Но вот странный кукольный Старичок-полевичок устало поставил в траву ведро и метлу… поднял с земли маленький ореховый посох и старый большой пыльный хурджин – мешок…
И, приветливо улыбаясь, помахал мне тоненькой детской ручкой, и скрылся неожиданно, как призрак, за чинарами и тутовниками… за густо опадающими листьями…

И тут опять я вспомнил, что в кишлаке Зимчуруд мне часто говорили, что таинственный дедушка Хоркаш-Бободжон живёт в дуплах древних тутовников…
 Там его обители… там его дома… убежища…

В каждом кишлаке живут свои мифы, но в древнем Зимчуруде их множество, как хрустальных родников…

Последнее, что я увидел – это была моя любимая ночная птица, совка – сплюшка, с её древнейшей песней – флейтой: «Сплю!.. сплю!.. сплю!.. люблю… люблю… люблю…»
Всего два слова, а душа моя от них летит к звездам, где когда-то родилась…
По ночам я слушаю эту древнюю, совиную, простую песню – и она мне кажется лучшей песней на земле…

И вот эта таинственная ночная птица неожиданно слетела с чинары и нежно села на бархатное плечо Хоркаша-Бободжона…
«…Сплю!.. сплю!.. сплю!..» - пела совка – сплюшка – флейта…
А мне чудилось: «Люблю!.. Люблю!.. Люблю!..»

Я побежал в кибитку, чтобы взять телефон и запечатлеть диковинного Старца с совой, но когда я выскочил с телефоном – никого не было средь древних деревьев, кроме опадающих листьев… и утреннего знобкого жемчужного туманца над травами…
Гуще и гуще падали, летели  листья…

Было лето… лето… и уже уходящее… уже тихо покорно умирающее…
Осыпанное, похороненное золотыми листопадами…
А приходила, шурша летучей листвою, осень… осень…
От этих шуршаний сходили с ума дикие кошки – им везде чудились мыши… мыши…
Бедные кошки… ведь они не едят листья, как дикорастущие козы… козы…

А золотой лист бьётся на моей серебряной ладони… влажный… вялый сырой… пахучий…
А таинственный старичок Хоркаш-Бободжон скрылся… сгинул в золотом листопаде…
Навсегда?..
Неужели я больше Его никогда не увижу?..

А был ли Он?..
Но мне так хотелось, чтобы Он был… жил… дышал… улыбался…
Так редки чудеса в скучной жизни!..

О, Господь!..
 Почаще посылай чудеса на землю!..
 Ведь Земля – это Врата в Царствие Небесное!..

Я умылся в ледяном алмазном роднике «Чашма», и сел пить чай, и наклонился над чистой бумагой…
О чем писать?.. Что вспомнить?..
На чем остановиться?..

Караван моих дней явился мне…
Мне восемьдесят лет…
А по ночам, когда я гляжу на Плеяды – мне чудится, что мне восемьдесят тысяч лет…
Восемьдесят верблюдов – годов…
Восемьдесят золотых листопадов…
Какого верблюда позвать?
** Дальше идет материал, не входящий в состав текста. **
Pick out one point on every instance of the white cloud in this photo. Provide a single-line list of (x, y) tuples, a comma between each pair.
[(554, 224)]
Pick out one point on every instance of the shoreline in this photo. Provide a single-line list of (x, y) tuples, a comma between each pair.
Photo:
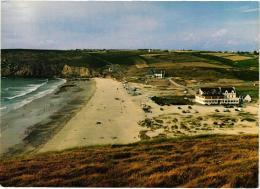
[(110, 117), (36, 122)]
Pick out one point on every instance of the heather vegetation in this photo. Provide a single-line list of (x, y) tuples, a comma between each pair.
[(199, 161)]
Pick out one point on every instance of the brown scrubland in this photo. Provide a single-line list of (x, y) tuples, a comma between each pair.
[(198, 161)]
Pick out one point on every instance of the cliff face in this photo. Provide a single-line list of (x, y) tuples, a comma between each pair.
[(33, 70), (69, 71)]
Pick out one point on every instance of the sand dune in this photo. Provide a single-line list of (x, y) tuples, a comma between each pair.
[(109, 117)]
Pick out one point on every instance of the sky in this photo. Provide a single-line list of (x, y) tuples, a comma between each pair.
[(130, 25)]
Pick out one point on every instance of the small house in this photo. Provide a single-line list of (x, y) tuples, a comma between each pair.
[(247, 98)]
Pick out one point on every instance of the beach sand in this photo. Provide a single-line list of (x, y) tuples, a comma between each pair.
[(110, 117), (28, 127)]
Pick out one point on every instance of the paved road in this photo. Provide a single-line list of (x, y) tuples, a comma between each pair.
[(190, 91)]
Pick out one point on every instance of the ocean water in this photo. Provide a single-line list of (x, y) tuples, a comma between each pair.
[(17, 92)]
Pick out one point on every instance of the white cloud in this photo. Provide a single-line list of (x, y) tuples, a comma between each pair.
[(219, 33)]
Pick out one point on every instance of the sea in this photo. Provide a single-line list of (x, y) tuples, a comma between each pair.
[(17, 92)]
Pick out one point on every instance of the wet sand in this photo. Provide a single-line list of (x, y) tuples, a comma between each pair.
[(110, 117), (33, 124)]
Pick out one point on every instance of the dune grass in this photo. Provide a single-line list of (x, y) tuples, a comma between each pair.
[(198, 161)]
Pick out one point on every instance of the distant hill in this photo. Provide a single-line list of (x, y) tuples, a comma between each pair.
[(198, 161), (191, 64)]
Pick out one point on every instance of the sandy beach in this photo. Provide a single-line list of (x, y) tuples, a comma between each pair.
[(110, 117)]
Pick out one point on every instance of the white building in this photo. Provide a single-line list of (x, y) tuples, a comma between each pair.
[(220, 95), (247, 98), (159, 75)]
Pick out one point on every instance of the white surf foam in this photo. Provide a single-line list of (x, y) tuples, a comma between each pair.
[(28, 89)]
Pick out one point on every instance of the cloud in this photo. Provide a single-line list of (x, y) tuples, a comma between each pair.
[(67, 25)]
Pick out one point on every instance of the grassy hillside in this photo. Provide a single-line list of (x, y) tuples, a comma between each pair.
[(131, 63), (202, 161)]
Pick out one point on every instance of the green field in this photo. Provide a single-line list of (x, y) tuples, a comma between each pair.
[(190, 65)]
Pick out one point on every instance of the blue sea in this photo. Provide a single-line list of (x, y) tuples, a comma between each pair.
[(17, 92)]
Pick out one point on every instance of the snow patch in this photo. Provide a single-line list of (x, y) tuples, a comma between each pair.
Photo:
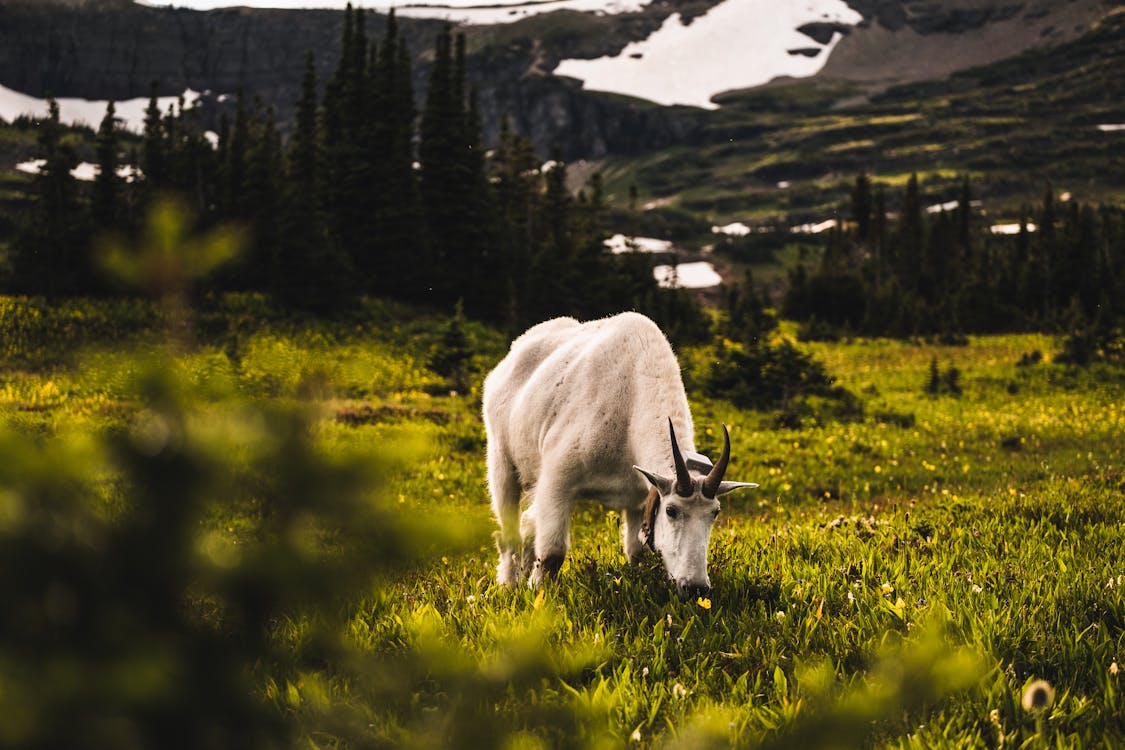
[(950, 205), (735, 229), (815, 228), (1009, 228), (686, 276), (87, 111), (458, 11), (620, 243), (86, 171), (735, 45)]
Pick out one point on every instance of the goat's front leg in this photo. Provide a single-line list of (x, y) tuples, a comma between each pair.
[(551, 509), (632, 518), (504, 486)]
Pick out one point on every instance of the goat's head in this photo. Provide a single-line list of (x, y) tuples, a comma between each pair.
[(680, 513)]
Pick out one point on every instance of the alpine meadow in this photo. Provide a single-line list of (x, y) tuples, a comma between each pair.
[(244, 497)]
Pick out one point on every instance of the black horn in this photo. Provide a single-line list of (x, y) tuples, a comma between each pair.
[(713, 479), (684, 486)]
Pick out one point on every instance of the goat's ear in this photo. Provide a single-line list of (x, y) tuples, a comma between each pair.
[(731, 486), (651, 506), (662, 484)]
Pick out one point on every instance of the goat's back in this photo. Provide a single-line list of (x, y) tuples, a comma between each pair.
[(595, 396)]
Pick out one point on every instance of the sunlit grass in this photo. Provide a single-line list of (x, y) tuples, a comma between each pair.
[(897, 580)]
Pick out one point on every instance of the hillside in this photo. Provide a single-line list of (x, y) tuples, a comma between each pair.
[(790, 154), (115, 48)]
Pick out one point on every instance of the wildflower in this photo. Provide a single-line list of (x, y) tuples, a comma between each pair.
[(1038, 696)]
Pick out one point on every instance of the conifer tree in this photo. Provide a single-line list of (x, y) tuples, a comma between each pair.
[(105, 206), (236, 156), (309, 273), (263, 204), (52, 251), (154, 161)]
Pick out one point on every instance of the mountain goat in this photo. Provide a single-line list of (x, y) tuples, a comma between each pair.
[(582, 410)]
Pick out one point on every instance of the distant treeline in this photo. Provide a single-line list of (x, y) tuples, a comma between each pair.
[(366, 197), (941, 273)]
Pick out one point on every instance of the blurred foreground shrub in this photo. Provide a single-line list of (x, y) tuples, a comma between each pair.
[(151, 571), (145, 574)]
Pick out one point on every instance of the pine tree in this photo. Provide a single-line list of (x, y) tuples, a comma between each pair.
[(52, 250), (309, 272), (909, 240), (153, 164), (263, 205), (105, 207)]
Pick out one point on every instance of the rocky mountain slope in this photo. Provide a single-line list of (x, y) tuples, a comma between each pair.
[(115, 48)]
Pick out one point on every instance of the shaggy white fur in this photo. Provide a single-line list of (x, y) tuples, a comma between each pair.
[(569, 413)]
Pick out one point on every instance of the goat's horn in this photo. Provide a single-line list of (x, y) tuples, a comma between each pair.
[(713, 479), (684, 487)]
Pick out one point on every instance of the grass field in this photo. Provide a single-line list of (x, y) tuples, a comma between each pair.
[(898, 580)]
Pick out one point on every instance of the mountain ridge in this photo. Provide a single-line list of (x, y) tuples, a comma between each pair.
[(116, 50)]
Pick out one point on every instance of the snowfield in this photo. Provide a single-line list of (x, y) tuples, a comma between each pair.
[(736, 45), (459, 11), (686, 276), (84, 111)]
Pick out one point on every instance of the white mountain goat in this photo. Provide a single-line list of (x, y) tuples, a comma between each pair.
[(582, 410)]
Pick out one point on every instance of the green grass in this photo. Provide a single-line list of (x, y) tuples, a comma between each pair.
[(1013, 126), (896, 581)]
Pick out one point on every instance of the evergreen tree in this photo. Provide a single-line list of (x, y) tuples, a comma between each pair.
[(909, 240), (309, 272), (51, 253), (106, 197), (153, 164), (263, 204)]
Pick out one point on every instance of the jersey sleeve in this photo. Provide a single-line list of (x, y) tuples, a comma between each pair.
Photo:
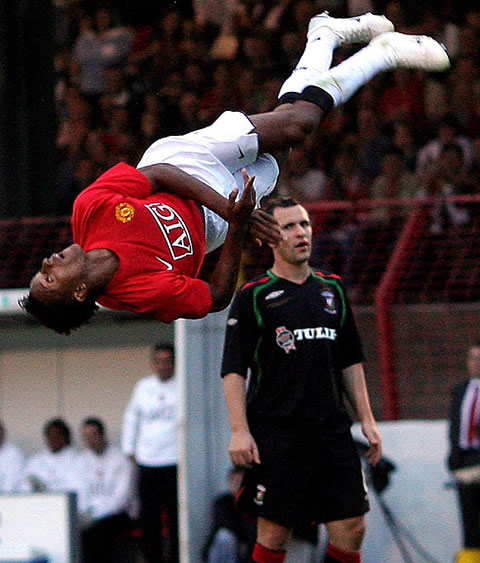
[(122, 179), (166, 297), (350, 345), (241, 335)]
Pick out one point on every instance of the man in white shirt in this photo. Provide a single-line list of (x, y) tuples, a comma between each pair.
[(12, 460), (105, 497), (149, 437), (53, 469)]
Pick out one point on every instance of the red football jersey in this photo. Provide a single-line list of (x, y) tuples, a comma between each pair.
[(159, 239)]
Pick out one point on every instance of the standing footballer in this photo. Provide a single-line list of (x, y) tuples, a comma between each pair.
[(293, 330)]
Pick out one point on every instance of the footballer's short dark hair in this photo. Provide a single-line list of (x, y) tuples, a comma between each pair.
[(62, 316), (280, 202)]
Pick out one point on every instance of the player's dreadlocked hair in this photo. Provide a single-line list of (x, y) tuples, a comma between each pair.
[(279, 202), (62, 317)]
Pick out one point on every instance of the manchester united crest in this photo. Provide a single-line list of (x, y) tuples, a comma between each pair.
[(124, 212)]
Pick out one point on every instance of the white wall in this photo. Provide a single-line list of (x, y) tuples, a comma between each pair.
[(90, 373)]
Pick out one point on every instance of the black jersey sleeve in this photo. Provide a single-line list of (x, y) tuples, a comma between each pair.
[(350, 344), (241, 335)]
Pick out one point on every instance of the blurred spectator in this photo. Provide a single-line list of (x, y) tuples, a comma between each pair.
[(404, 140), (105, 498), (149, 438), (464, 447), (394, 182), (371, 143), (403, 98), (12, 460), (306, 182), (233, 536), (100, 45), (429, 156), (449, 179), (53, 468)]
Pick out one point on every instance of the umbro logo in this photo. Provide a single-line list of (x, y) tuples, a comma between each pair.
[(274, 294)]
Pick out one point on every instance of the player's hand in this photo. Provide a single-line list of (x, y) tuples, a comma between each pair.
[(239, 212), (263, 227), (372, 434), (243, 449)]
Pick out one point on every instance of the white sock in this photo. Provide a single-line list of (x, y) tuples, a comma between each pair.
[(343, 80), (316, 58)]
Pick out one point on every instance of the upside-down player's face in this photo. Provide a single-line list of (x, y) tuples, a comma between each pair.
[(60, 275), (295, 246)]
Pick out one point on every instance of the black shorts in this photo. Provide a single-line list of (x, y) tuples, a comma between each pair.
[(306, 475)]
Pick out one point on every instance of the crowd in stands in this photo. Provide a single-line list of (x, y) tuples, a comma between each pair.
[(128, 73), (123, 81)]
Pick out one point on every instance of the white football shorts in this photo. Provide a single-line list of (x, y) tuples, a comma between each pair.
[(216, 155)]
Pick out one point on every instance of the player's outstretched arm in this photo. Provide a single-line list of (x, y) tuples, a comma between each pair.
[(357, 394), (223, 279), (168, 178), (243, 449)]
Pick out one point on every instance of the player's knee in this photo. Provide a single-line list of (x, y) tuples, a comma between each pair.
[(348, 534), (300, 125), (272, 535), (355, 529)]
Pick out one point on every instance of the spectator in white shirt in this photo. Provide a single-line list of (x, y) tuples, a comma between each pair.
[(105, 497), (150, 438), (12, 460), (54, 468)]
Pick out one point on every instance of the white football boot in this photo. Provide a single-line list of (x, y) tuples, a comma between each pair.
[(412, 51), (359, 29)]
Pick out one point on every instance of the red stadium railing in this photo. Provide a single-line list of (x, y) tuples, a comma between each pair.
[(412, 269)]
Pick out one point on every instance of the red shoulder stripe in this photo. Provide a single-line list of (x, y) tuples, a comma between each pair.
[(255, 282), (328, 275)]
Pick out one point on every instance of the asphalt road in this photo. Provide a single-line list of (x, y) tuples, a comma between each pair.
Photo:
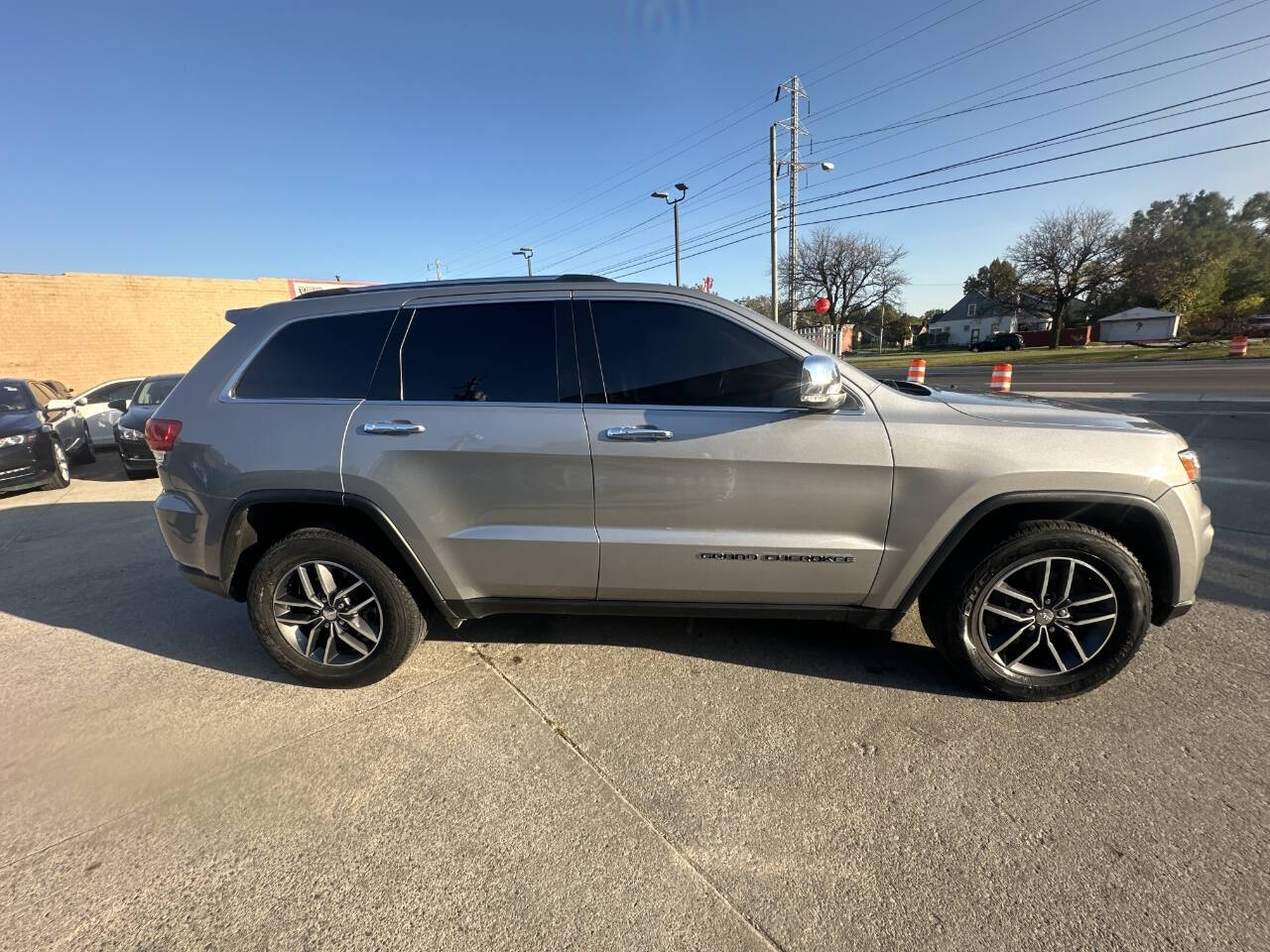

Вспомнить?
Какой давний листопад вновь коснется моей седой головы?..

Прошлое – это рай, откуда никто не может изгнать нас…
Прошлое – это единственная реальность…

Настоящее – это перепелка в траве – поймать её невозможно, хотя она рядом… почти касается твоих быстрых ног… а неминуемо ускользает, когда ты пытаешься схватить её…

Будущее – это утренний туман…
Что в нём? Что за ним?..
Никто не знает… Кроме Бога…
Но Он молчит…
Он заговорит только в Царствии Небесном…

Вот упал на тебя камень с горы – и нет никакого будущего… этой туманной иллюзии…
Только Прошлое – это реальность… это жизнь… это рай…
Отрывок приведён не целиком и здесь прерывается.